19 novembre 2023
Gilles le jardinier
par Nathalie E.O.
Gilles Clément est indubitablement un maître jardinier. Ce texte le présente sous un jour inédit : il initie des voyageurs égarés à l’univers des plantes.
Le texte de Nathalie
Alors qu’ils viennent de dépasser Crozant, la nuit d’été commence à tomber, et la pénombre gagne l’habitacle de la voiture. Celle-ci s’engage dans un chemin creux et boueux, subitement comme aspirée par une végétation sauvage. Le GPS confirme qu’ils doivent poursuivre droit devant, malgré l’appréhension des occupants. Le plus jeune, un adolescent d’une quinzaine d’années, porte un casque sur les oreilles. Il tourne la tête vers le conducteur, plus âgé, avec un air interrogateur et presque hargneux. La voiture débouche dans un vallon herbeux et autour d’eux s’étale un jardin sauvage et empli d’une multitude de végétaux inconnus. Une maison en bois de guingois, en équilibre sur un flanc du vallon, domine un petit cours d’eau invisible.

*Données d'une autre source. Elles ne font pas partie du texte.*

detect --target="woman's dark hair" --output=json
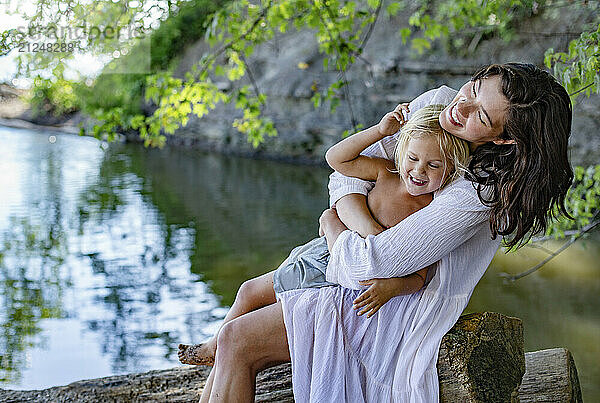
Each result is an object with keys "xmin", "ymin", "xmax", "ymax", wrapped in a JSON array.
[{"xmin": 467, "ymin": 63, "xmax": 573, "ymax": 248}]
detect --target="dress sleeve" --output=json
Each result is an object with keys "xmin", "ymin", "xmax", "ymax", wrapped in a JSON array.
[
  {"xmin": 326, "ymin": 179, "xmax": 489, "ymax": 289},
  {"xmin": 328, "ymin": 86, "xmax": 456, "ymax": 206}
]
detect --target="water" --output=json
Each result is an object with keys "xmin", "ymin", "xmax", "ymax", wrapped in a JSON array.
[{"xmin": 0, "ymin": 127, "xmax": 600, "ymax": 400}]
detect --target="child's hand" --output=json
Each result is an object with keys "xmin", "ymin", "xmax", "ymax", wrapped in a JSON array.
[
  {"xmin": 354, "ymin": 278, "xmax": 398, "ymax": 318},
  {"xmin": 377, "ymin": 104, "xmax": 409, "ymax": 137}
]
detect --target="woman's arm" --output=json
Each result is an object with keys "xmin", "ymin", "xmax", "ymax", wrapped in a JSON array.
[
  {"xmin": 321, "ymin": 183, "xmax": 489, "ymax": 288},
  {"xmin": 329, "ymin": 86, "xmax": 456, "ymax": 210},
  {"xmin": 336, "ymin": 193, "xmax": 384, "ymax": 238}
]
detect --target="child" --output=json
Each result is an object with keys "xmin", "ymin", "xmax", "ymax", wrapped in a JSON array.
[{"xmin": 178, "ymin": 104, "xmax": 469, "ymax": 365}]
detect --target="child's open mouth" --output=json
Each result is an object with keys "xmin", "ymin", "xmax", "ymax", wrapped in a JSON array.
[{"xmin": 408, "ymin": 175, "xmax": 427, "ymax": 186}]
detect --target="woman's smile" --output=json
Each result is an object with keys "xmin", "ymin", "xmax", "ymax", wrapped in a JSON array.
[
  {"xmin": 446, "ymin": 104, "xmax": 464, "ymax": 127},
  {"xmin": 440, "ymin": 76, "xmax": 508, "ymax": 145}
]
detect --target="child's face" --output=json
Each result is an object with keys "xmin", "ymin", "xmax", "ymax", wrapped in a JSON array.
[{"xmin": 401, "ymin": 136, "xmax": 446, "ymax": 196}]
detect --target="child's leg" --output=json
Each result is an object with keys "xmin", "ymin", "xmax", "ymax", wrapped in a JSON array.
[{"xmin": 177, "ymin": 271, "xmax": 277, "ymax": 365}]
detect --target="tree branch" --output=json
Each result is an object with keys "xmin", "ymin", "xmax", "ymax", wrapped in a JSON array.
[
  {"xmin": 569, "ymin": 83, "xmax": 594, "ymax": 97},
  {"xmin": 500, "ymin": 219, "xmax": 600, "ymax": 282},
  {"xmin": 198, "ymin": 1, "xmax": 272, "ymax": 76}
]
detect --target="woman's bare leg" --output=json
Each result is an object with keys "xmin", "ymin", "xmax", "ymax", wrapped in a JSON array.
[
  {"xmin": 177, "ymin": 271, "xmax": 277, "ymax": 365},
  {"xmin": 200, "ymin": 302, "xmax": 290, "ymax": 402}
]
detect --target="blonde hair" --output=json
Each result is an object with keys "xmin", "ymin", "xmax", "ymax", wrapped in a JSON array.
[{"xmin": 394, "ymin": 105, "xmax": 469, "ymax": 189}]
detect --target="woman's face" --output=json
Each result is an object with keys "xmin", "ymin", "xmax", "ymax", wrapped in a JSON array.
[{"xmin": 440, "ymin": 76, "xmax": 508, "ymax": 145}]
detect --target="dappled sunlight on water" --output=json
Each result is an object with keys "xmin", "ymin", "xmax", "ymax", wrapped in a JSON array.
[{"xmin": 0, "ymin": 128, "xmax": 600, "ymax": 400}]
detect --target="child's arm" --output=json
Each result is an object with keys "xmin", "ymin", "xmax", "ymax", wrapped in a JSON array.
[
  {"xmin": 354, "ymin": 266, "xmax": 431, "ymax": 318},
  {"xmin": 325, "ymin": 104, "xmax": 408, "ymax": 181}
]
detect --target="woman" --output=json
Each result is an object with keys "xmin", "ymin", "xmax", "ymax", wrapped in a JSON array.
[{"xmin": 196, "ymin": 64, "xmax": 572, "ymax": 402}]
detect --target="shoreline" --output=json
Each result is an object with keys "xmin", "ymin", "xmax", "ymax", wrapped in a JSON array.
[{"xmin": 0, "ymin": 117, "xmax": 328, "ymax": 168}]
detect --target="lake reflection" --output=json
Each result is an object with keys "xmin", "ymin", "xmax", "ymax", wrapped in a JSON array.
[{"xmin": 0, "ymin": 128, "xmax": 600, "ymax": 399}]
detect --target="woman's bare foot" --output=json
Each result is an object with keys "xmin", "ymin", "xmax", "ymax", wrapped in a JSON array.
[{"xmin": 177, "ymin": 341, "xmax": 216, "ymax": 366}]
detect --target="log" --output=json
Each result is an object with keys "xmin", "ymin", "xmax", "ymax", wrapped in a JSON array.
[
  {"xmin": 437, "ymin": 312, "xmax": 525, "ymax": 402},
  {"xmin": 519, "ymin": 348, "xmax": 583, "ymax": 403},
  {"xmin": 0, "ymin": 312, "xmax": 581, "ymax": 403}
]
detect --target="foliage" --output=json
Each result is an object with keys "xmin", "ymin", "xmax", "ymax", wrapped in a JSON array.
[
  {"xmin": 29, "ymin": 76, "xmax": 81, "ymax": 117},
  {"xmin": 544, "ymin": 23, "xmax": 600, "ymax": 98},
  {"xmin": 97, "ymin": 0, "xmax": 548, "ymax": 146}
]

Le père stoppe le moteur, ils sortent et le jeune enlève ses écouteurs. Ils s’immobilisent une minute, interdits. D’inconnus chuchotements, des froissements, des petits chocs sourds et réguliers viennent jusqu’à eux et emplissent l’air. L’un et l’autre s’engagent dans une allée bordée de hautes ombellifères agitées par la brise du crépuscule. Au détour d’une haie, ils aperçoivent à quelques mètres un homme agenouillé, penché sur la terre. Il semble absorbé dans le désherbage d’un massif, mais ses gestes sont lents et empreints de réflexion. Patiemment, presque rêveusement, il caresse la végétation. Ses mains s’attardent et dégagent une plantule insignifiante, en redressent une autre. Il lève la tête.
Je m’appelle Gilles, je ne sais pas où vous voulez aller, mais apparemment le GPS vous a indiqué un mauvais chemin.

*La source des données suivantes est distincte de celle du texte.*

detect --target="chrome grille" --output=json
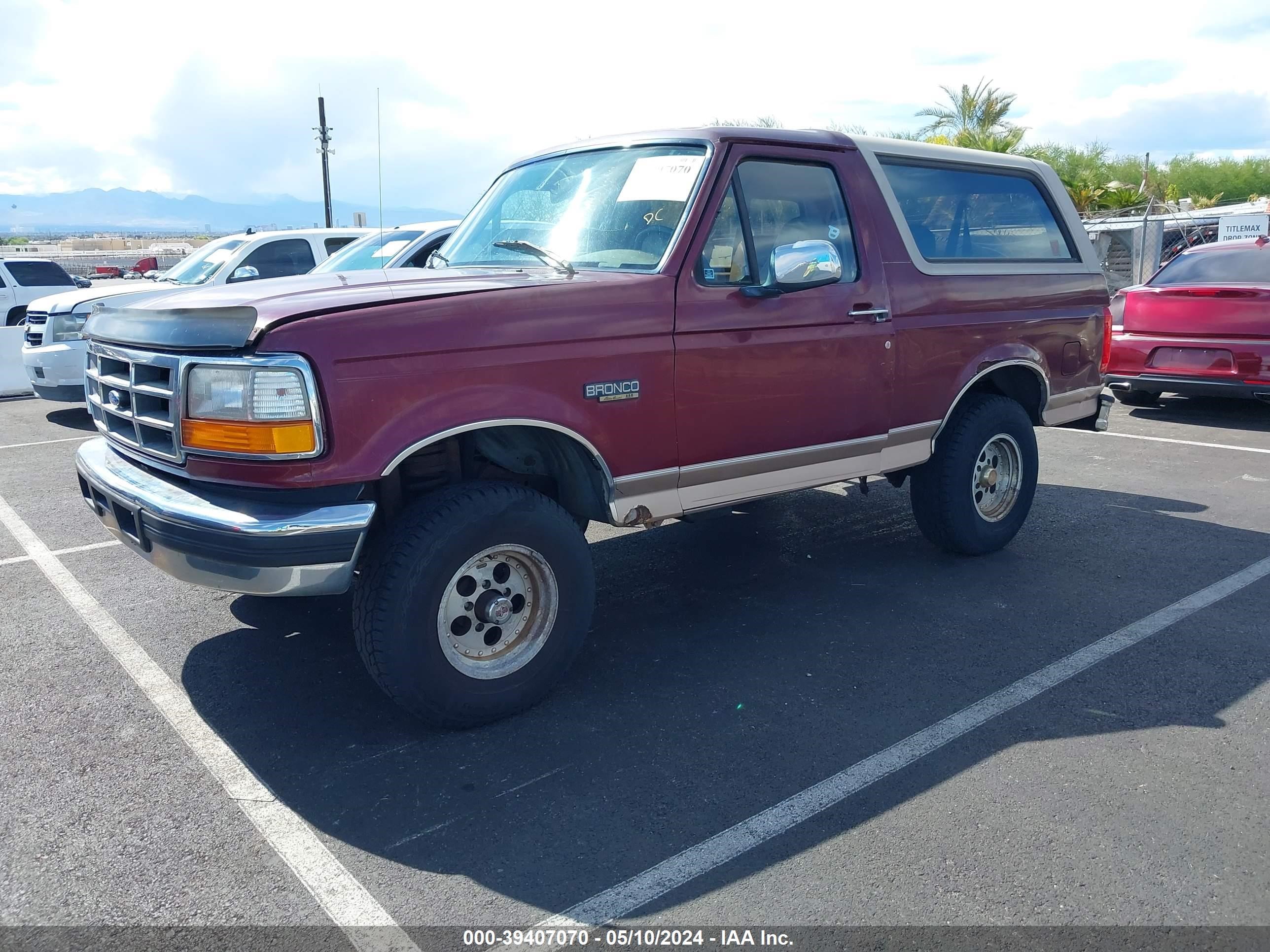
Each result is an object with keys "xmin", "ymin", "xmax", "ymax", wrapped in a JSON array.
[
  {"xmin": 84, "ymin": 341, "xmax": 181, "ymax": 462},
  {"xmin": 22, "ymin": 311, "xmax": 48, "ymax": 346}
]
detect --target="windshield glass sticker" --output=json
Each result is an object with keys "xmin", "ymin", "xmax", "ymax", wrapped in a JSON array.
[
  {"xmin": 582, "ymin": 379, "xmax": 639, "ymax": 404},
  {"xmin": 617, "ymin": 155, "xmax": 705, "ymax": 202},
  {"xmin": 372, "ymin": 238, "xmax": 410, "ymax": 258}
]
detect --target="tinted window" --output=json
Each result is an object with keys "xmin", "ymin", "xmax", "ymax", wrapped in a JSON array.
[
  {"xmin": 882, "ymin": 163, "xmax": 1073, "ymax": 262},
  {"xmin": 1147, "ymin": 245, "xmax": 1270, "ymax": 286},
  {"xmin": 5, "ymin": 262, "xmax": 75, "ymax": 288},
  {"xmin": 239, "ymin": 238, "xmax": 314, "ymax": 278},
  {"xmin": 737, "ymin": 160, "xmax": 857, "ymax": 283},
  {"xmin": 697, "ymin": 185, "xmax": 749, "ymax": 286}
]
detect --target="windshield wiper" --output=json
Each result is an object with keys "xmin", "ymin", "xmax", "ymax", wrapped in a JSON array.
[{"xmin": 494, "ymin": 240, "xmax": 578, "ymax": 277}]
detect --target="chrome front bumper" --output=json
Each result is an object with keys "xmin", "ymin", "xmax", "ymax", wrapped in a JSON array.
[{"xmin": 75, "ymin": 437, "xmax": 375, "ymax": 595}]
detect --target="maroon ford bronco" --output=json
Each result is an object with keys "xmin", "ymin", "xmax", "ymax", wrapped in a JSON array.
[{"xmin": 76, "ymin": 128, "xmax": 1110, "ymax": 726}]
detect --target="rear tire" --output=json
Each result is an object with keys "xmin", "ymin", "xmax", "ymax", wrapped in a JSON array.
[
  {"xmin": 1111, "ymin": 387, "xmax": 1160, "ymax": 406},
  {"xmin": 909, "ymin": 394, "xmax": 1036, "ymax": 555},
  {"xmin": 353, "ymin": 482, "xmax": 596, "ymax": 727}
]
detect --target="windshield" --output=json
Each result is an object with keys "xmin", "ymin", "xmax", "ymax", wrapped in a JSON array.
[
  {"xmin": 310, "ymin": 229, "xmax": 424, "ymax": 274},
  {"xmin": 1148, "ymin": 245, "xmax": 1270, "ymax": 287},
  {"xmin": 163, "ymin": 238, "xmax": 244, "ymax": 284},
  {"xmin": 441, "ymin": 146, "xmax": 706, "ymax": 272}
]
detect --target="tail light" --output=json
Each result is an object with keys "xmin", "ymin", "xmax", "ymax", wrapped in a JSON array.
[{"xmin": 1098, "ymin": 307, "xmax": 1111, "ymax": 374}]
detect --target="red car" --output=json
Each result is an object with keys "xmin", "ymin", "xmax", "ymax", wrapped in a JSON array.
[{"xmin": 1107, "ymin": 238, "xmax": 1270, "ymax": 406}]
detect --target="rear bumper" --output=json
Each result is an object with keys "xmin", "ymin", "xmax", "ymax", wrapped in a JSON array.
[
  {"xmin": 1107, "ymin": 373, "xmax": 1270, "ymax": 403},
  {"xmin": 75, "ymin": 437, "xmax": 375, "ymax": 595}
]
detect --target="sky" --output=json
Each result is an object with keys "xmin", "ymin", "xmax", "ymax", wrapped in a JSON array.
[{"xmin": 0, "ymin": 0, "xmax": 1270, "ymax": 212}]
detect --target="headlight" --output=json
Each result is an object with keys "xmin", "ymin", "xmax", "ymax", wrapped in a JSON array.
[
  {"xmin": 180, "ymin": 364, "xmax": 319, "ymax": 456},
  {"xmin": 44, "ymin": 313, "xmax": 88, "ymax": 343}
]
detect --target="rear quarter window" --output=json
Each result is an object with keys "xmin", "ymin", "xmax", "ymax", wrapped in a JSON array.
[
  {"xmin": 882, "ymin": 161, "xmax": 1076, "ymax": 262},
  {"xmin": 5, "ymin": 262, "xmax": 75, "ymax": 288}
]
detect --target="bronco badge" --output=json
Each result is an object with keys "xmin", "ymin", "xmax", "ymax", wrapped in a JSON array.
[{"xmin": 582, "ymin": 379, "xmax": 639, "ymax": 404}]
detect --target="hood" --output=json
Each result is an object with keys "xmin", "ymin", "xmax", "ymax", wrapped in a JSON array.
[
  {"xmin": 84, "ymin": 268, "xmax": 581, "ymax": 350},
  {"xmin": 27, "ymin": 282, "xmax": 168, "ymax": 313}
]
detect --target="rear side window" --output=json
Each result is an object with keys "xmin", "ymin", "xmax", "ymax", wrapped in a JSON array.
[
  {"xmin": 5, "ymin": 262, "xmax": 75, "ymax": 288},
  {"xmin": 239, "ymin": 238, "xmax": 315, "ymax": 278},
  {"xmin": 1147, "ymin": 245, "xmax": 1270, "ymax": 287},
  {"xmin": 882, "ymin": 163, "xmax": 1074, "ymax": 262}
]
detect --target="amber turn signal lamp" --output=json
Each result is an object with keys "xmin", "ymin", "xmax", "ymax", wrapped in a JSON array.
[{"xmin": 180, "ymin": 419, "xmax": 318, "ymax": 456}]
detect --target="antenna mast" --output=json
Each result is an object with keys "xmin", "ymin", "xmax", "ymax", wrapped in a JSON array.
[{"xmin": 314, "ymin": 97, "xmax": 331, "ymax": 229}]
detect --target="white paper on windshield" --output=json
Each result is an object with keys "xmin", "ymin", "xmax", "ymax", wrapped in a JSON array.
[
  {"xmin": 371, "ymin": 238, "xmax": 410, "ymax": 258},
  {"xmin": 617, "ymin": 155, "xmax": 705, "ymax": 202}
]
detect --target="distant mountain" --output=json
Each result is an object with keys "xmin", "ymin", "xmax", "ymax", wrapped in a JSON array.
[{"xmin": 0, "ymin": 188, "xmax": 462, "ymax": 238}]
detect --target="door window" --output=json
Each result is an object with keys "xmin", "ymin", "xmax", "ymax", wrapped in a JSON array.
[
  {"xmin": 239, "ymin": 238, "xmax": 314, "ymax": 278},
  {"xmin": 697, "ymin": 159, "xmax": 860, "ymax": 286}
]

Il jette un coup d’œil furtif au jeune homme et à son père. Puis, sans plus se préoccuper des visiteurs inopinés, il replonge le regard dans la touffe de graminées zébrées qui sinue entre deux troncs tortueux à l’écorce rouge, annelée et brillante.

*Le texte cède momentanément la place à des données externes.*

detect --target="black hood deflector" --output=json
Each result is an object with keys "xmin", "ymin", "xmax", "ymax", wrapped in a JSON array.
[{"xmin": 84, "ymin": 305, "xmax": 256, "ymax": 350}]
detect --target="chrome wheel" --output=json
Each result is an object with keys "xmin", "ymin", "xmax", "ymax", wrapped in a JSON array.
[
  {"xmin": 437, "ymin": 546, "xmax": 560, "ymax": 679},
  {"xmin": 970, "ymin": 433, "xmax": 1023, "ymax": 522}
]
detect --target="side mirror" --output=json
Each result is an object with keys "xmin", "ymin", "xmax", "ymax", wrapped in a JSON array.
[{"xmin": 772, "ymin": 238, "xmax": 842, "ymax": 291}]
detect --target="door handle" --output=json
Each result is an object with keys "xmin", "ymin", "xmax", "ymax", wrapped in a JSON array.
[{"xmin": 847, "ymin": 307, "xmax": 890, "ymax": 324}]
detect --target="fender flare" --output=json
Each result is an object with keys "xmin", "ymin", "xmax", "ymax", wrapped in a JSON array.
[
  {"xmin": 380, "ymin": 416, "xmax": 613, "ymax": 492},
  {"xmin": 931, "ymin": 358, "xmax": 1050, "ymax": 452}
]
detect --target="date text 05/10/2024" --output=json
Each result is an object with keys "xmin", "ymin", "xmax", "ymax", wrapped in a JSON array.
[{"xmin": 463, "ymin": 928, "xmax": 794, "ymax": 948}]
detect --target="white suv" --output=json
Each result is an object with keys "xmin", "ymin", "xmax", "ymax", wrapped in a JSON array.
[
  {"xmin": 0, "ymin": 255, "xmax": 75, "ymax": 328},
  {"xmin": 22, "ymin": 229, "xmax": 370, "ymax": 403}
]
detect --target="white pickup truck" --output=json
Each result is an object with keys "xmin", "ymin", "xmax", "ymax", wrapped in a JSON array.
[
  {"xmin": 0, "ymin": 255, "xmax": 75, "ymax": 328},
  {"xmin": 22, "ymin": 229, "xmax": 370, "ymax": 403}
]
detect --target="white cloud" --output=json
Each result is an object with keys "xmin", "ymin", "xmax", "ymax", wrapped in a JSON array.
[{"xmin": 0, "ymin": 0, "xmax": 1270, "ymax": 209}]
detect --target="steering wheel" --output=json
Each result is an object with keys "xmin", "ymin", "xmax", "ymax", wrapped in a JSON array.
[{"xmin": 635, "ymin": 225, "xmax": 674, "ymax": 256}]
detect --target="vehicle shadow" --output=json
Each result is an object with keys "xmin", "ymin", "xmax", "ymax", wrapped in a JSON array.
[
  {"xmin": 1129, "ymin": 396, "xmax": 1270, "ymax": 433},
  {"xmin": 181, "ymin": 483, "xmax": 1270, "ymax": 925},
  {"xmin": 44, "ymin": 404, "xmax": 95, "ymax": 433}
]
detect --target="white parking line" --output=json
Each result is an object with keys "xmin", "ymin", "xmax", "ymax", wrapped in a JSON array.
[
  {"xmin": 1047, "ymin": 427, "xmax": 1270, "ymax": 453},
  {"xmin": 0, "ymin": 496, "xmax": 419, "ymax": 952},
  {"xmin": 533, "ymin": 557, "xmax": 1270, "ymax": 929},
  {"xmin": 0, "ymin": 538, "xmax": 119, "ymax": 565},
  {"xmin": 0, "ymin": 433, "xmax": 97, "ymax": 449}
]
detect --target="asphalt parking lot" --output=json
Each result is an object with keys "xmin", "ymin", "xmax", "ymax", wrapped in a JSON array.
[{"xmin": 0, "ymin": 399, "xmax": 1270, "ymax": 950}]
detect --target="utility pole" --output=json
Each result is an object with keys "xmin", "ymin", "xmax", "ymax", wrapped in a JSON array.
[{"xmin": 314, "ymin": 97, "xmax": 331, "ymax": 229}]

Il se déplace de quelques centimètres, reprend son étrange manège avec les plantes, prélève quelques fleurs sèches qu’il enfouit dans la terre, palpe les feuilles et les tiges, ôte ici ou là quelques pourpiers charnus qui se répandent jusque dans une allée.
Le jeune homme l’observe, ou plutôt son regard semble aimanté par les mains qui bougent en silence, avec un ordre interne et illisible, une logique qui lui est inconnue, un langage muet qui s’adresse à la terre. Par le contact, le toucher, le jardinier semble écouter un message secret, lire un texte caché.
« Vous voyez, les berces qui se trouvaient dans ce massif l’an dernier se sont déplacées pour s’installer dans la haie que vous avez franchie tout à l’heure. Les euphorbes se sont retrouvées à l’ombre du cerisier du Japon, qui ne leur convenait pas, alors elles ont migré plus loin, pour retrouver le soleil dont elles ont grand besoin. »
« Ici, les plantes vagabondent, elles se ressèment d’année en année en se promenant là où on ne les attend pas…
D’ailleurs, les plantes voyagent depuis des milliers d’années, comme le chêne européen, qui n’est arrivé qu’il y a dix mille ans dans notre continent. Aujourd’hui, l’homme s’offusque de l’arrivée de nouvelles plantes exotiques qui colonisent de nouveaux lieux. Souvent on essaie de les faire disparaître, mais cela n’a pas de sens, il vaudrait mieux les accueillir, leur faire une place. »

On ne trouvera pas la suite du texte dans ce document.